Insulating vinyl siding will generally be more expensive because there is more material in the product. Extra insulation makes it thicker and therefore more expensive to ship. The larger the house, the more the siding will cost due to the additional materials needed and the associated labor costs. In addition, homes with more complicated cuts and applications will be more expensive to set aside.
A second floor means ladders and safety harnesses for installers, while eaves, gables and corners add material costs and additional work time. The Size, Design, and Location of Your Home Will Affect the Cost of a New Siding Project. The siding occupies the largest surface area of the outside of your home. The cost of the coating is quoted per square foot.

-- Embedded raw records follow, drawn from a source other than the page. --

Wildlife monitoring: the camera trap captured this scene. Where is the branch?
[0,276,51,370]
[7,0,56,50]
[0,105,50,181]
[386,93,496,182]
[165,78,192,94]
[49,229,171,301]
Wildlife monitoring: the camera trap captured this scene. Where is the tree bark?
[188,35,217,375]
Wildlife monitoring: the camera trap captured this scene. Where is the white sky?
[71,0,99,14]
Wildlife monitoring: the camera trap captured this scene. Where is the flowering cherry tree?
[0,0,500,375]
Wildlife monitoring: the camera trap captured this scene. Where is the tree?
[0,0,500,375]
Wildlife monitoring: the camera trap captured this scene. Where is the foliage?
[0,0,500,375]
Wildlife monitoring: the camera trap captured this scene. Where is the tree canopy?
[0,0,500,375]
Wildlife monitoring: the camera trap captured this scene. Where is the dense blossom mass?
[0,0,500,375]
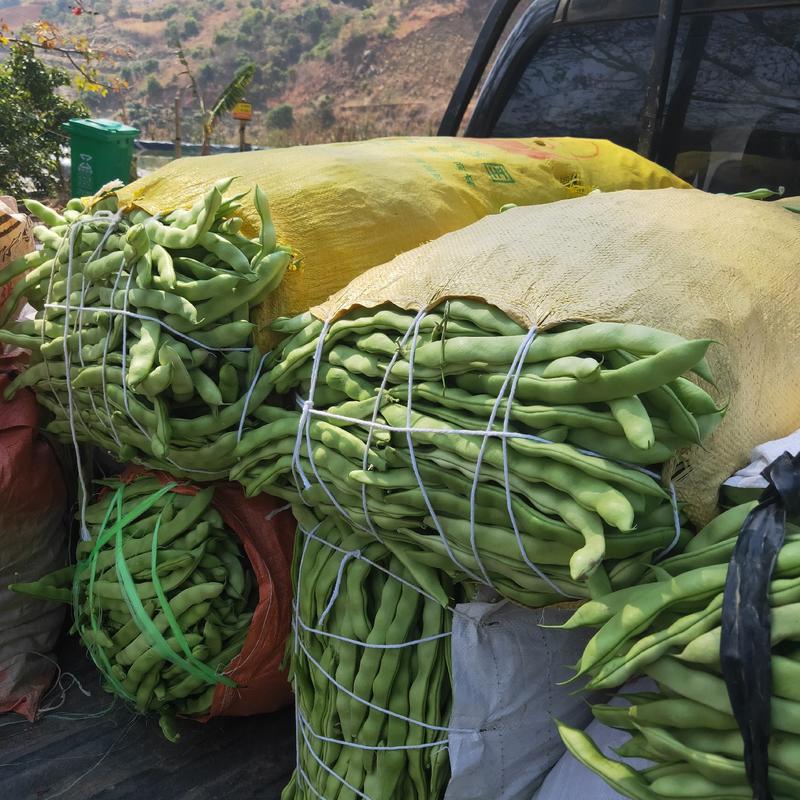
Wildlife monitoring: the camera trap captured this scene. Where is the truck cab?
[439,0,800,195]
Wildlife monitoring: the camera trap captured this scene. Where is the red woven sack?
[0,374,67,720]
[120,466,295,722]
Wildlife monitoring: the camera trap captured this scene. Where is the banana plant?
[176,40,256,156]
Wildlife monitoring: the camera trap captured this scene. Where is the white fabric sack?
[725,429,800,489]
[445,601,591,800]
[533,678,654,800]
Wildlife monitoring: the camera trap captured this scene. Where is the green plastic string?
[148,512,236,686]
[72,483,177,702]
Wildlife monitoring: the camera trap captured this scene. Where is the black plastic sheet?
[720,453,800,800]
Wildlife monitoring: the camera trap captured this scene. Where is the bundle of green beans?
[231,300,722,606]
[282,506,452,800]
[9,477,257,739]
[0,179,291,480]
[560,502,800,800]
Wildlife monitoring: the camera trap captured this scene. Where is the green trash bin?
[61,119,139,197]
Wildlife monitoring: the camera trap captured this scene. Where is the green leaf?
[210,64,256,125]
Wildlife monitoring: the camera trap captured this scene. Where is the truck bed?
[0,638,295,800]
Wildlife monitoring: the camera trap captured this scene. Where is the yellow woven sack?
[118,137,688,344]
[312,190,800,524]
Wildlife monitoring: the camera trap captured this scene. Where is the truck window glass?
[492,19,656,149]
[664,7,800,195]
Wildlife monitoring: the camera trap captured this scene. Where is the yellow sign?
[233,103,253,122]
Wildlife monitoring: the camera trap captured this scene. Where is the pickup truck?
[6,0,800,800]
[439,0,800,195]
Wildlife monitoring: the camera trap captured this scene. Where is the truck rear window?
[494,6,800,195]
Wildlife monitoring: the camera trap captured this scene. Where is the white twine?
[297,523,458,613]
[56,212,122,542]
[296,712,371,800]
[297,616,453,650]
[317,550,361,625]
[45,304,250,355]
[295,637,468,733]
[504,325,575,598]
[292,522,460,800]
[297,711,448,753]
[406,311,482,583]
[236,353,269,442]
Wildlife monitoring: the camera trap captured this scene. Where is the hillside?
[0,0,491,145]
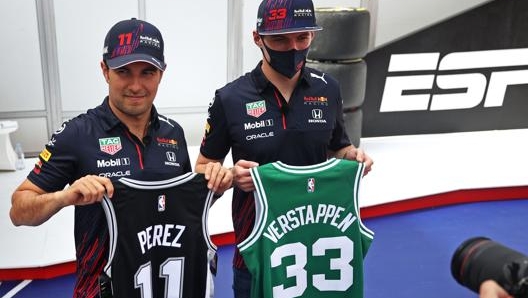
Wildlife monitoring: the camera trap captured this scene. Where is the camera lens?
[451,237,528,297]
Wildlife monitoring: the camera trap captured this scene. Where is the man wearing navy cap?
[196,0,373,298]
[10,19,232,297]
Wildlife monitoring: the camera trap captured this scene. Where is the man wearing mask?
[196,0,373,298]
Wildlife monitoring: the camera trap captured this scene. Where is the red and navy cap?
[257,0,323,35]
[103,18,163,71]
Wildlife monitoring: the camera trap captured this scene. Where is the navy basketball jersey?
[102,173,216,298]
[238,159,374,298]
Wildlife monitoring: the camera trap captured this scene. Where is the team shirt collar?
[251,61,311,93]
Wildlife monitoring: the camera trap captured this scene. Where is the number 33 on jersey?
[238,159,374,298]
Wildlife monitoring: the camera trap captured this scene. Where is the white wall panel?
[54,0,138,111]
[0,1,44,112]
[374,0,490,48]
[146,0,227,109]
[10,117,48,153]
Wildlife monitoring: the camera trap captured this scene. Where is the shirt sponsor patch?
[39,148,51,161]
[99,137,123,155]
[246,100,266,118]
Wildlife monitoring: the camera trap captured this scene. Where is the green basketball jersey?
[238,158,374,298]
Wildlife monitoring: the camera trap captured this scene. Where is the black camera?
[451,237,528,298]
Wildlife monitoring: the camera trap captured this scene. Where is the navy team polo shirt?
[27,98,191,297]
[200,62,350,268]
[28,98,191,192]
[200,62,351,165]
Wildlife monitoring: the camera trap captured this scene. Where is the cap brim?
[259,26,323,35]
[106,54,167,71]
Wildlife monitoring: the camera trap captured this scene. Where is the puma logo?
[310,72,328,84]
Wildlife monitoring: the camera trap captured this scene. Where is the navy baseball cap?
[103,18,167,71]
[257,0,323,35]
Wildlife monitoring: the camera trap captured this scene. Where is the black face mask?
[262,42,309,79]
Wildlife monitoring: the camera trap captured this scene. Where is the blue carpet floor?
[0,200,528,298]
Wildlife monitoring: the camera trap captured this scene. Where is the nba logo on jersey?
[306,178,315,192]
[158,195,165,212]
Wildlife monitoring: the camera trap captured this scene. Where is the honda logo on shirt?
[312,109,323,119]
[166,151,176,162]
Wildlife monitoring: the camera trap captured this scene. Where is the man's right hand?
[57,175,114,206]
[231,159,259,192]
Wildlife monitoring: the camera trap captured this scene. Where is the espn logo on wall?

As such, the larger your home, the more expensive your cladding project will be. After removing the old siding, you could find costly damage in the form of mold or rot between the insulation, the house wrap, and the joists. Only fiber cement siding (often called James Hardie siding) exceeds this figure, as homeowners recover 77.6 percent higher project costs. Like most other materials exposed to intense sunlight, vinyl siding tends to fade after a few years.
This can lead to problems should you ever need to replace the liner, as finding an exact match is often impossible. Despite its potentially high price, the typical ROI, wide selection and low maintenance needs of vinyl siding are worth it. Vinyl log siding can give any home a log cabin look without using real logs, which can be expensive. Those options can affect cost; although vinyl is one of the least expensive siding options, there are still ways to save a few dollars.
In addition to the initial outlay, vinyl also has a lower maintenance cost over time, so the total lifetime cost can be significantly lower than any other type of coating. Divide the total number of square feet by 100 to calculate the number of squares of vinyl siding you need to purchase. Horizontal clapboard style panels, the most common profile, probably come to mind when considering vinyl siding. In addition to heavy-duty tools, insulating vinyl siding also requires specialized accessories to accommodate its increased thickness.
If you'd love the look of a log house but aren't interested in expenses or maintenance, vinyl log siding could be an answer. For example, installers can quickly cut normal vinyl siding with a pair of hand scissors for a custom fit, while insulating vinyl requires a saw. Home improvement stores and other siding retailers often sell vinyl siding by the square or by the box, which equates to two squares. If you're very detail-oriented and have woodworking experience, you may have what it takes to install vinyl siding without hiring a professional.
Doing a little research on the cost of vinyl siding and the options available will help you make the best decisions and save money. Exactly the profile or the way the panels or planks are placed is one factor, the thickness of the vinyl siding is another factor, the texture of the surface is another factor. Vinyl siding in this style is made of panels with the slats already in place, ensuring a leak-free exterior and eliminating the possibility of the slats breaking. The type of vinyl siding you purchase and the size and style of your home will determine the total cost.